I;m heading up to the canadian Warbird Heritage and if any of you modellers want detail pics don't hesitate to ask. They have a Lanc, Lysander, Firefly a Blenheim being assembled , a Canso (Catalina to the Americans)Sea Fury Etc
CANADIAN WARPLANE HERITAGE


----------



## TimEwers (Jan 23, 2011)

Well I would like pictures of the tiger moth and the pt27, mainly clear shots of how they are wired up if that would be all right.


----------



## Crimea_River (Jan 23, 2011)

Have fun Neil and keep warm. You guys have our wonderful western weather now. If by chance the CF-5 is inside, some wheel well shots would be great but don't venture outside!


----------



## pbfoot (Jan 24, 2011)

didn't take any pics as I dropprd and broke camera on entering museum sorry guys


----------



## Crimea_River (Jan 24, 2011)

That sucks! Hope it's not going to cost you big coin.


----------



## pbfoot (Jan 24, 2011)

Crimea_River said:


> That sucks! Hope it's not going to cost you big coin.
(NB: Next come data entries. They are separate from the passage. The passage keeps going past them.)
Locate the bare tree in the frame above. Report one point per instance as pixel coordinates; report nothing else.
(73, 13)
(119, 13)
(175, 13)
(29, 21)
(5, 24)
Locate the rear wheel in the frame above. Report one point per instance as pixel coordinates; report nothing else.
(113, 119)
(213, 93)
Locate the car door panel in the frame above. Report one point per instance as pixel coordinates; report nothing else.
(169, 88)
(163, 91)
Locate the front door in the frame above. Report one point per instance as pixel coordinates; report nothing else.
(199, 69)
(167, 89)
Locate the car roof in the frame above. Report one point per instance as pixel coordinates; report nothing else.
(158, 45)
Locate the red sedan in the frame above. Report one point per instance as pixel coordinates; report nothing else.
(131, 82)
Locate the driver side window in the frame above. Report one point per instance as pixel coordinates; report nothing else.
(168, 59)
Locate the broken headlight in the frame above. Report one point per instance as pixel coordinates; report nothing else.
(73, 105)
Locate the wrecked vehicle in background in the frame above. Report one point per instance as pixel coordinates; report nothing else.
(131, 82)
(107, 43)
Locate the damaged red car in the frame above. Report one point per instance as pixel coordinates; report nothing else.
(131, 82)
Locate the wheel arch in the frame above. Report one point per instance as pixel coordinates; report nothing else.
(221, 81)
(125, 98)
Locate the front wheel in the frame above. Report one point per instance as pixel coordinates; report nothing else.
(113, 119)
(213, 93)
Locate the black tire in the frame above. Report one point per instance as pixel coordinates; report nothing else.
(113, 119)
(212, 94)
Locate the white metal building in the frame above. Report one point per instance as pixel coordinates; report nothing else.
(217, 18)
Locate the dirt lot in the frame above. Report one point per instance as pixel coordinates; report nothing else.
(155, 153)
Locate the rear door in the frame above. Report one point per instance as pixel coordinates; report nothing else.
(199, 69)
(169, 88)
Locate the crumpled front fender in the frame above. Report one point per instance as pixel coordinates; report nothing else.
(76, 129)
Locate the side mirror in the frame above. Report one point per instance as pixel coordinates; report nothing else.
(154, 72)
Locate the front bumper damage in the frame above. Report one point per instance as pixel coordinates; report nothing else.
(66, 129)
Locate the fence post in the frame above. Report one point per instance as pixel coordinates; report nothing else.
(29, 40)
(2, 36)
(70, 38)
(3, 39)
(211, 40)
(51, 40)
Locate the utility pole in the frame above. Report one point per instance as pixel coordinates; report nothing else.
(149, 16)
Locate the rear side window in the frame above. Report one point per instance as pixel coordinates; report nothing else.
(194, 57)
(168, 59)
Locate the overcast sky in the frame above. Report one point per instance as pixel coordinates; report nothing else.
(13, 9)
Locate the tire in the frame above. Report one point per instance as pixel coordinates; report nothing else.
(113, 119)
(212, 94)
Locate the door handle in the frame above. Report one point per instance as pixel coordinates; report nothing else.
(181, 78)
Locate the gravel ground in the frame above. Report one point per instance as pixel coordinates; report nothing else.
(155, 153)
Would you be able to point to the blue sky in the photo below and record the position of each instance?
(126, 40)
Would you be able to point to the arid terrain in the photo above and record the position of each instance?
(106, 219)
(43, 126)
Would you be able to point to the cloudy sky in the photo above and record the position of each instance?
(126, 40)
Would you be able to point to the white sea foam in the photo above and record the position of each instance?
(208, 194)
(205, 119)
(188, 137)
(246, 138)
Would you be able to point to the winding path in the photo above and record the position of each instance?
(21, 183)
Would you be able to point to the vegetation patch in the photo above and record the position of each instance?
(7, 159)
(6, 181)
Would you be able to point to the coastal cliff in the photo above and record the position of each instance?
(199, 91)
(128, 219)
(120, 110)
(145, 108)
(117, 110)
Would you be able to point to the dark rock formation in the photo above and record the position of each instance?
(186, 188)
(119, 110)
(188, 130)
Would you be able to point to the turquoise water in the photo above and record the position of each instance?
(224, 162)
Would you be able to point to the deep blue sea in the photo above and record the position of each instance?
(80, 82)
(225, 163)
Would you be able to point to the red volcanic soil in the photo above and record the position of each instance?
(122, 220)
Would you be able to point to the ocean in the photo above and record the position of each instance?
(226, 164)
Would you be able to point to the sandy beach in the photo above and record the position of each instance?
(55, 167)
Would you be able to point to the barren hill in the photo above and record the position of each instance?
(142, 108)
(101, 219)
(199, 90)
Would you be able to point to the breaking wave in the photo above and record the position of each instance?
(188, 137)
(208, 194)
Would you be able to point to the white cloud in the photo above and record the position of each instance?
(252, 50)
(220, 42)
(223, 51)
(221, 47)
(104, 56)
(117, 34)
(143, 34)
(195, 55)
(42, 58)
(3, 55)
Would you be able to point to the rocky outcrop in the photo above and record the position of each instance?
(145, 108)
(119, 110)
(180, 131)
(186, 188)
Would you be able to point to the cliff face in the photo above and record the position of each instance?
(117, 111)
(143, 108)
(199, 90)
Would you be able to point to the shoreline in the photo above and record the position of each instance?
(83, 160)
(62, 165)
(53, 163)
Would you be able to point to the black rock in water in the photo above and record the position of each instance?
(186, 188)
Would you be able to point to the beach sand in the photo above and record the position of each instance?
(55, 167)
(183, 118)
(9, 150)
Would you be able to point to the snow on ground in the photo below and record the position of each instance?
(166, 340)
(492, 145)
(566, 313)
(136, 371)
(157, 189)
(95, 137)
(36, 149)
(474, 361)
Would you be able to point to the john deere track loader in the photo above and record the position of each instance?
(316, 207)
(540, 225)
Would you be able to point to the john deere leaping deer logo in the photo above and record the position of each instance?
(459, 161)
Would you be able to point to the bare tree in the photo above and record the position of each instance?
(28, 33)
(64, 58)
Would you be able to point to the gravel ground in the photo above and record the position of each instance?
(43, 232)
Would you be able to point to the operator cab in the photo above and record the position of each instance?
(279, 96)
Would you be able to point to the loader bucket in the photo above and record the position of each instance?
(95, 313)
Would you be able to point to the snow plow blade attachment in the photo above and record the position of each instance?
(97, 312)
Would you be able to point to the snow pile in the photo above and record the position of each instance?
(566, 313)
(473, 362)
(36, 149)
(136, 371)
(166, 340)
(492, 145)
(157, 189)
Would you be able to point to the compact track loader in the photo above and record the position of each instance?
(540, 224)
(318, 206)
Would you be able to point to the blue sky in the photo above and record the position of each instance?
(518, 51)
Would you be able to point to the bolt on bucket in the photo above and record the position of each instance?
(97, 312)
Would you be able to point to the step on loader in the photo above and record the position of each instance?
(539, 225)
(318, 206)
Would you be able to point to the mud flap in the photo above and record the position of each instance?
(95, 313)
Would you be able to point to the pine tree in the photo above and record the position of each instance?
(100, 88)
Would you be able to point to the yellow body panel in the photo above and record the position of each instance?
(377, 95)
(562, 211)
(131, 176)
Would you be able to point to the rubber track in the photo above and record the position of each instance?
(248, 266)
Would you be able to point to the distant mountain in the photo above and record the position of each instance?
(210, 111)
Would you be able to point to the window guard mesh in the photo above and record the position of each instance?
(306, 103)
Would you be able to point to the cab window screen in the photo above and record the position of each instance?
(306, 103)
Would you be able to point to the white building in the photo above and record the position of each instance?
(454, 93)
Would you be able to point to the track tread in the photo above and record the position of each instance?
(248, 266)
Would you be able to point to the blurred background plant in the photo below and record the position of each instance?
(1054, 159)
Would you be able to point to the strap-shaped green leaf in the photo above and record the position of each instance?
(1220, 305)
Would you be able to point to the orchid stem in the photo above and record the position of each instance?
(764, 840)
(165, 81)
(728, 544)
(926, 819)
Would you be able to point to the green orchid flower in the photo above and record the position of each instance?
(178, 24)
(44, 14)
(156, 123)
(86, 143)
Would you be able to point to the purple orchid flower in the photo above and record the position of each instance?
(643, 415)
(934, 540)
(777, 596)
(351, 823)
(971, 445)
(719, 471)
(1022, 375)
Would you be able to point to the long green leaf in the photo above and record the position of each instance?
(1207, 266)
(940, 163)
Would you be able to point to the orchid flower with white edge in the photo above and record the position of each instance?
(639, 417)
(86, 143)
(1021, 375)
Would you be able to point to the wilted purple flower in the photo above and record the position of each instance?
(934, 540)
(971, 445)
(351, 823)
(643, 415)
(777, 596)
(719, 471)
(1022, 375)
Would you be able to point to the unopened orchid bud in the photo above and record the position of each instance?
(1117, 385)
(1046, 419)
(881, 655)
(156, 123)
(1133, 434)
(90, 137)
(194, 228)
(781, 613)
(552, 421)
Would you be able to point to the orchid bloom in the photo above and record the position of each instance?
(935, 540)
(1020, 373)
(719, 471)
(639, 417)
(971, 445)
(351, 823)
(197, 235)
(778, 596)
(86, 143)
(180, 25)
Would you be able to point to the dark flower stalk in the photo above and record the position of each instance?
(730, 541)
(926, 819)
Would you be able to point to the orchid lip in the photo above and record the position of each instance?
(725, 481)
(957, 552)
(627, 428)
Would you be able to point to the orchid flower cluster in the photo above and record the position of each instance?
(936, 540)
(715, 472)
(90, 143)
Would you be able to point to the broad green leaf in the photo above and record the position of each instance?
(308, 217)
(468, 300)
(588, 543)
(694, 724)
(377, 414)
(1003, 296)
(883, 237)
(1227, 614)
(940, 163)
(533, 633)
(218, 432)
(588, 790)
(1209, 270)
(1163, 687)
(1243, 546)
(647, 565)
$113,85 plus tax and UPS which is the only way they want it, just not my year so far


----------



## Wayne Little (Jan 25, 2011)

pbfoot said:


> didn't take any pics as I dropprd and broke camera on entering museum sorry guys



Aw...bugger.....


----------



## javlin (Jan 26, 2011)

That sucks!! I hope it comes back right PB.


----------



## Bernhart (Mar 4, 2011)

ipms hamilton has a show there this weekend, neat having the museum as a venue for this , you can tour the airplanes while waiting for judging


----------